Intuitively, this result tells us that Hilbert spaces are self-dual, and that we may simply assume that the space of bounded linear functionals on a Hilbert space is, in fact, that Hilbert space. The proof relies on somewhat technical lemma stating that a Hilbert space can be decomposed into mutually orthogonal subspaces, and is quite beyond the scope of what seems reasonable for a qualifying exam, so I won’t give it here.

It should also be noted that the Gram-Schmidt process from undergraduate linear analysis generalizes quite nicely to Hilbert spaces. Given any sequence in a Hilbert space, there is a technique for obtaining an orthonormal sequence with the same “span” (where “span” has a suitably generalized meaning in infinite dimensional Hilbert spaces). While the most general case relies on the axiom of choice, the punchline is that Hilbert spaces contain orthonormal sequences having the same cardinality as the dimension of the space.
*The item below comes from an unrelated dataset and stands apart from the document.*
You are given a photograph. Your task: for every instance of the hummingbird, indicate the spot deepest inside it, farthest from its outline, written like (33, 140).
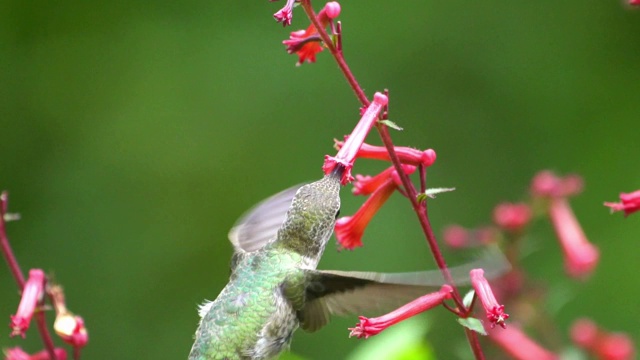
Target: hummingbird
(275, 288)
Finally, with one more definition, we can get to the main result:

*Definition:* Let \(\{\xi_n\}\) be a sequence in a Hilbert space \(\mathcal{H}\). We say that \(\xi_n\) *converges to \(\xi\) weakly* in \(\mathcal{H}\) if for every \(f\in\mathcal{H}^*\) the sequence \(\{f(\xi_n)\}\) converges to \(f(\xi)\) in \(\mathbb{R}\). We denote this by \(\xi_n \rightharpoonup \xi\).

Recall the goal:

**Exercise:** Let \(\mathcal{H}\) be an infinite dimensional Hilbert space. Show that the unit sphere \(S := \{x\in\mathcal{H} : \|x\| = 1\}\) is weakly dense in the unit ball \(B := \{x\in\mathcal{H} : \|x\| \le 1\}\).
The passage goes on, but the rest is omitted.